When speaking about his grandchildren, you see Bob has faith in the future— his granddaughter Odyssey goes with his wife Marie to the Thompson Island Cultural Camp, volunteering and helping along with her younger sister, Piper.

These are the kind of actions he is hoping for students to see as an alternative to technology and other distractions, for living a better life and being more thankful. Bob’s advice at the end of our meeting, “Just learn the Thanksgiving Address from the Haudenosaunee.”

Where shall we go from here?

First and foremost, always question. Here in our region, it is critical for farmers to question the development of seeds that not only resist everything, but fertilizer that is smart enough to reduce the amount of nitrogen waste entering our environment. The depletion of the soil is not answered by a blade of grass or stalk of corn that can grow in Sahari-like conditions, but in not overproducing and simply letting the soil get a well-deserved rest. Our complacency in accepting all that big ag business sends as a solution is allowing a petri dish to dictate the future of our world.

When the bottom drops out and the soil no longer produces, where will those big ag companies be? Will those researchers be able to save your farm, save your reputation with the public? Only so long will the cry “Farmers Feed Cities” be welcomed, when policy makers can no longer ignore how farming practices and producers have pumped more nitrous oxide into our environment and destroyed the very soil food needs to grow in.

Think twice about solely practising conventional farming; introduce some traditional practices back into your acres of land like the older generation did.
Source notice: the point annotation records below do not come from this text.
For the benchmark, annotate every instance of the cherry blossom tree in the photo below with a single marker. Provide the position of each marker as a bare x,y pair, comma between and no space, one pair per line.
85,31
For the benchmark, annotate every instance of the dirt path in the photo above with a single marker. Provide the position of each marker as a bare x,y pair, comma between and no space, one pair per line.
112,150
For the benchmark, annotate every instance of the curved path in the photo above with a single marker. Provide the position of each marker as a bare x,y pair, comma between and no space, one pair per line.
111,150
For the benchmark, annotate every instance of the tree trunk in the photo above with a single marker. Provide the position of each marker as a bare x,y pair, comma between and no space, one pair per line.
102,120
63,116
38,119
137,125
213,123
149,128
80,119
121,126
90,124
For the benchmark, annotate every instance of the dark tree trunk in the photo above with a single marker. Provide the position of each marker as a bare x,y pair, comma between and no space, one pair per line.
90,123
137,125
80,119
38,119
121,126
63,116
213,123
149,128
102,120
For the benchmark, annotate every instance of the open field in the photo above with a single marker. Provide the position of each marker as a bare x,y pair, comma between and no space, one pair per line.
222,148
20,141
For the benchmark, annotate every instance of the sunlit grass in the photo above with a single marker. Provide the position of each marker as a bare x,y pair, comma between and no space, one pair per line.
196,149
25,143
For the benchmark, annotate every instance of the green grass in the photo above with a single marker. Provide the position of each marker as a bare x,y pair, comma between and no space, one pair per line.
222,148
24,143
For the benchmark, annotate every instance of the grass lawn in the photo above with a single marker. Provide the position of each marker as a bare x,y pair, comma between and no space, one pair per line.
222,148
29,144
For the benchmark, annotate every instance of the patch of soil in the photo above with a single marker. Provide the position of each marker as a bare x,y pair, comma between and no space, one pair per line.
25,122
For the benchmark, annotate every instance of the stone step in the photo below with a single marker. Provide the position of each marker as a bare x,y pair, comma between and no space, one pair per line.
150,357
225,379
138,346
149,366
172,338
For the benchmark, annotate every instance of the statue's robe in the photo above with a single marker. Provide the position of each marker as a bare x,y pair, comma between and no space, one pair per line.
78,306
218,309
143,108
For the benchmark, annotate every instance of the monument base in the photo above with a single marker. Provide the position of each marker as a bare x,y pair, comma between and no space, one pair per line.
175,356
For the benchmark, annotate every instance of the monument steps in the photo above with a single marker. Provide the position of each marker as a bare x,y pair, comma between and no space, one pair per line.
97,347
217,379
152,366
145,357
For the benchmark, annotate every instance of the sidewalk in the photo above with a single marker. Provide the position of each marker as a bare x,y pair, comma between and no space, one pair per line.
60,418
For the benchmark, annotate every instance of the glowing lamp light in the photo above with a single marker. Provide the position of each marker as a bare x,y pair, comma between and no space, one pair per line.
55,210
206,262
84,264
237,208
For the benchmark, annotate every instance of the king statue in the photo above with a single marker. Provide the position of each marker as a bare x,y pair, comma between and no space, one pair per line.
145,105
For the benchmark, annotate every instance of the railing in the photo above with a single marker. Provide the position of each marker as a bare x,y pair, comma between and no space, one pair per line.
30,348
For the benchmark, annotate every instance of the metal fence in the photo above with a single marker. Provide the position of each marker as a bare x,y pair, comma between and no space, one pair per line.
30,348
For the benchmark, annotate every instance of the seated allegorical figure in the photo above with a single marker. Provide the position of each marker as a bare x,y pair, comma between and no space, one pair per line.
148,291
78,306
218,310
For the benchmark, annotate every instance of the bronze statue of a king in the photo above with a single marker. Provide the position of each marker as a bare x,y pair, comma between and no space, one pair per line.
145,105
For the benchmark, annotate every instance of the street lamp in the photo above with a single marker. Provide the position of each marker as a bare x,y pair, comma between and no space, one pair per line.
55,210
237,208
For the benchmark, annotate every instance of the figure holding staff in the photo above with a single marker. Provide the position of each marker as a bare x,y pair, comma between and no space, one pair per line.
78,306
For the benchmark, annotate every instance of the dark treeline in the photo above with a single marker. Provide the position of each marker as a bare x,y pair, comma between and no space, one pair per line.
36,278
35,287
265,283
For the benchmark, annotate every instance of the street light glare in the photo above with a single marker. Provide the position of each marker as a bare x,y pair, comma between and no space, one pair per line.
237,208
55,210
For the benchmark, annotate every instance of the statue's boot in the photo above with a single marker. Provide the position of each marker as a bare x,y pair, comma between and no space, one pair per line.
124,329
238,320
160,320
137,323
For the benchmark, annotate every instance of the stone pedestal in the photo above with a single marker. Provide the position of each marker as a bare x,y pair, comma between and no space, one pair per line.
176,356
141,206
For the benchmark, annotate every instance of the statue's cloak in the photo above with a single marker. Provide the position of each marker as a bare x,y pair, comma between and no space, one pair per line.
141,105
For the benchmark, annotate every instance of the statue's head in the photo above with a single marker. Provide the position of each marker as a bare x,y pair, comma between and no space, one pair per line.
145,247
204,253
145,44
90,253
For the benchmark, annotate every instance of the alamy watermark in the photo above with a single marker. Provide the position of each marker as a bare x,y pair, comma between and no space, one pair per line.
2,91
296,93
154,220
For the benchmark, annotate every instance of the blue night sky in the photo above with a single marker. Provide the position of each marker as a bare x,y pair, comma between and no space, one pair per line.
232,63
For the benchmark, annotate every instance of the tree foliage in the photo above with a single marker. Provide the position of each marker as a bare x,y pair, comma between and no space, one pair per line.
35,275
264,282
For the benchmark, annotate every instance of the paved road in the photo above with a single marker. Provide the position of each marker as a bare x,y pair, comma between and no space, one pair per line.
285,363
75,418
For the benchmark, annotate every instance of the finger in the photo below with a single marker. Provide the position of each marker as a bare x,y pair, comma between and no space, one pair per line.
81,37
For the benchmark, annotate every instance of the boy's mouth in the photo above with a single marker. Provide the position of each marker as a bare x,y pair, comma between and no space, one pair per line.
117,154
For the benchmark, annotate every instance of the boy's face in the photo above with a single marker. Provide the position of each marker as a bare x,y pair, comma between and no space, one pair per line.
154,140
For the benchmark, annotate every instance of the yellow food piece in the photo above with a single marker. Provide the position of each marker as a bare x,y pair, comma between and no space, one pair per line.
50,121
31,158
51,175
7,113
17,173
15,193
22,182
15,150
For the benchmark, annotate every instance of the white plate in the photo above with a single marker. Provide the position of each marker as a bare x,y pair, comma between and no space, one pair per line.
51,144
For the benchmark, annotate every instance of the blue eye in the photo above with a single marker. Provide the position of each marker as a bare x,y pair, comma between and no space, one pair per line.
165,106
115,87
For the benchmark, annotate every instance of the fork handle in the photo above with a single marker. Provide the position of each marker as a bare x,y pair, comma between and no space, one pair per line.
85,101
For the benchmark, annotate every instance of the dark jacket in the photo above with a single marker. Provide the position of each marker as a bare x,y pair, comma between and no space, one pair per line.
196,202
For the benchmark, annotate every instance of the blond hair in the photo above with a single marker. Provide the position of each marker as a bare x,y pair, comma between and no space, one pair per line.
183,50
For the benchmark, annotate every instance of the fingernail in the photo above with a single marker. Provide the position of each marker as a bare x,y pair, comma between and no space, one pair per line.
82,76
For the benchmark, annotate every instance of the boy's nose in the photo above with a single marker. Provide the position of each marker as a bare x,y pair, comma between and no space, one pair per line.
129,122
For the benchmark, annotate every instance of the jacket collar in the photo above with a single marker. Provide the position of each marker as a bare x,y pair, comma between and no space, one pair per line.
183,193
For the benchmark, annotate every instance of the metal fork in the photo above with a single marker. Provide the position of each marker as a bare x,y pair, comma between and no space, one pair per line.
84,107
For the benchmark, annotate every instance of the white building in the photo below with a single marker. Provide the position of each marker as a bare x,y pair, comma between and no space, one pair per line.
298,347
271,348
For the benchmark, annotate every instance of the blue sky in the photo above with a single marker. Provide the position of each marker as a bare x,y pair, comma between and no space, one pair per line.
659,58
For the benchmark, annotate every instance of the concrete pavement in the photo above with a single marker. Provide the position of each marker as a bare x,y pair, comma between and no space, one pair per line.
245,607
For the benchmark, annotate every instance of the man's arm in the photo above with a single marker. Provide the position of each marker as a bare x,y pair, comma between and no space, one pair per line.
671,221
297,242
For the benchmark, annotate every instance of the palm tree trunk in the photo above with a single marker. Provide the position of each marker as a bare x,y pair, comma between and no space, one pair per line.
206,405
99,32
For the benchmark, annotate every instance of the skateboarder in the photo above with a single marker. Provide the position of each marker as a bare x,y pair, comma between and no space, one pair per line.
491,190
The public will trust your judgment, because you are the farmer, you stand on your land and the generations to come will thank you for the courage to say no to every solution offered by big ag.

It is that simple to reclaim our balance with the land, when we practise the knowledge we gain from individuals like Bob Stevenson. We can and should start our day by offering a prayer of thanks.

A short or long reflection on the beauty that is offered to us by the sound of the St. Lawrence River, the shore birds’ calls, and the rushes that move in a gentle summer’s breeze. We can ask for patience from the Creator as we sort out the mess we’ve created, one step at a time.